Sharpening Your Short Poems

(First published on ThanetWriters.com on 2018/05/03 by Connor Sansby)

Within poetry, the hardest thing to write is a short poem. There’s something magical about the laser precision in the shortest of poems. It might be that you can easily recall the whole thing, allowing you to fixate on the perfection of the single image. Alternatively, it’s the endless labour that’s gone into every syllable, like compressing fist-sized lumps of coal to form the smallest diamond.

Often, I read a two-line poem and I’m left feeling a sense of pity. A line may have hung too long, or a certain word could have had the slightest imperfection. In longer poems, it’s easier to build a complex image by stacking lines until the desired effect is achieved but when language is scarce, the selection of each word must be more considered.

Forms such as haiku are beautiful in their delicacy but to create a truly great poem in a confined space is a work of labour equal to far longer poems.

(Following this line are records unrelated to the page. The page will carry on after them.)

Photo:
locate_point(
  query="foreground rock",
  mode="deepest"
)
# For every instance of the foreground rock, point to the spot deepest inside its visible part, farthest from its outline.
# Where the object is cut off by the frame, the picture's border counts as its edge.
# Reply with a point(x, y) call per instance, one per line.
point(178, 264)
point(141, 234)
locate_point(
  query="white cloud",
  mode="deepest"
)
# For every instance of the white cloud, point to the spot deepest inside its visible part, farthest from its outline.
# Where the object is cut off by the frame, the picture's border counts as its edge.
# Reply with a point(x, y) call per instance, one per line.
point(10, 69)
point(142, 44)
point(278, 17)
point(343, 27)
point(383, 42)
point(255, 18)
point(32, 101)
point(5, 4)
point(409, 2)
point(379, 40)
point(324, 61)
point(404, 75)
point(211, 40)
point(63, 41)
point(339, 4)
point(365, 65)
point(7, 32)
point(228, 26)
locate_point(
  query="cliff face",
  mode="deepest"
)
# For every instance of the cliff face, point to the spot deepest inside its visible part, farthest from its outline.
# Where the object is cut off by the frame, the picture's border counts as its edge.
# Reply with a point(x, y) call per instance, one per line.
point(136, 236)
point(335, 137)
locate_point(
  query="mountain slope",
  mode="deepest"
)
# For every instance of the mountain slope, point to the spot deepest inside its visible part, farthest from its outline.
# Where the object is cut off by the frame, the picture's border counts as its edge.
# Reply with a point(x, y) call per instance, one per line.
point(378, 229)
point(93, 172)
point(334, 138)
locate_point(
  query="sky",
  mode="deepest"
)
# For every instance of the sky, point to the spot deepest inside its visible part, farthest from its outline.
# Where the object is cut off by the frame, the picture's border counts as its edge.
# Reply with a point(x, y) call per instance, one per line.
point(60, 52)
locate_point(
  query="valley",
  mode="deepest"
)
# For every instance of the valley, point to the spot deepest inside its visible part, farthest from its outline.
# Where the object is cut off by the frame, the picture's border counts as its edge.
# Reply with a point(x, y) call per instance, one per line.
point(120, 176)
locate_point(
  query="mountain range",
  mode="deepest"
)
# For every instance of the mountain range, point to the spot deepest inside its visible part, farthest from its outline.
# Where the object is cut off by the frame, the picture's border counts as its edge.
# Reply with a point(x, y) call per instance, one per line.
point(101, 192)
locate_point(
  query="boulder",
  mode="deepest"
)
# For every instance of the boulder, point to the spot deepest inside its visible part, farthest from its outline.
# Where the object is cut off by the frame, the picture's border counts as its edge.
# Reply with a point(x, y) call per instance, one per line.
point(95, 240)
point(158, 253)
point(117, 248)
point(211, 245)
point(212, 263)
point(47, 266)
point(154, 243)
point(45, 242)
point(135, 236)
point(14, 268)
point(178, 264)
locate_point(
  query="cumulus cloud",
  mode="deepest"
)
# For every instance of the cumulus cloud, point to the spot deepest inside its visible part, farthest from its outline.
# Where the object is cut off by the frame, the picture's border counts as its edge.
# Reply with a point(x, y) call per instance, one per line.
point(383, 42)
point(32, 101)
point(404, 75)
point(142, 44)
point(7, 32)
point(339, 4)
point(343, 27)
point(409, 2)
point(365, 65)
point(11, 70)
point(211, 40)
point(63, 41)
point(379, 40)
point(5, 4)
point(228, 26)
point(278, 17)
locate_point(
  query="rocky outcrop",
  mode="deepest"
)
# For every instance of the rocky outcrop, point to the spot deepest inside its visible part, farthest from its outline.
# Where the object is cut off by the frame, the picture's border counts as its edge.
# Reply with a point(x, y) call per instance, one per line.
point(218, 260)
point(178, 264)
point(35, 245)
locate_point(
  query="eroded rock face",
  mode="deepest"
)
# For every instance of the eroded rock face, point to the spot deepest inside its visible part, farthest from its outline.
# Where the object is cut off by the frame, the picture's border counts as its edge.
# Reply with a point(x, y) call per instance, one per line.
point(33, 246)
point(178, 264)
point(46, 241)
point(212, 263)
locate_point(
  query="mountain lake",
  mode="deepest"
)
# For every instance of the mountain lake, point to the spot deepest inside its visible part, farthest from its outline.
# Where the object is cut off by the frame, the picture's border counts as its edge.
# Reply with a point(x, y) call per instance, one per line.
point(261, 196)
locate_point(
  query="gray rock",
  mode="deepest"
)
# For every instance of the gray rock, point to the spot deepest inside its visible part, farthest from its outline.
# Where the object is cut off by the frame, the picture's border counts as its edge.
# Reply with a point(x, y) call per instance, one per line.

For an example of a powerful, carefully cultured poem, consider ‘We Real Cool’ by Gwendolyn Brooks. It’s a master-work of syncopation that at first glance seems effortless. The use of “we” at the end of each line creates a steady though uneven rhythm that prevents the reader from guessing the morbid ending, as well as adding an element of jazz music to the pool hall that poem is set in. ‘We Real Cool’ covers a range of themes including Youth and Rebellion, Mortality, Morality and more, and it covers all this within 24 words.

In short poetry, every word holds a more substantial mathematical weight. A single bad line hidden amongst ninety is statistically unnoticed and quickly drowned out by the context of following lines but when only two lines cast the whole story, a single word that doesn’t fit becomes so much more noticeable, creating an imperfection that ruptures the piece.

Short poetry should justify its brevity, lest it be lazily written. Think why this poem should be so short and refine it. Sometimes, it’s not even a matter of finding the right words; sometimes the space and the silence around the poem can hold as much weight as words themselves. Sometimes, we have to build a poem in such a way that the rest of our setting is hidden inside other words and consider where we can hide other layers.

Writing short poetry trains your inner editor brutally and in time it reinforces your longer work by forcing you to consider the parts as much as the whole. Short poetry is a race-car built of premium components, or perhaps it is the sharpest edge.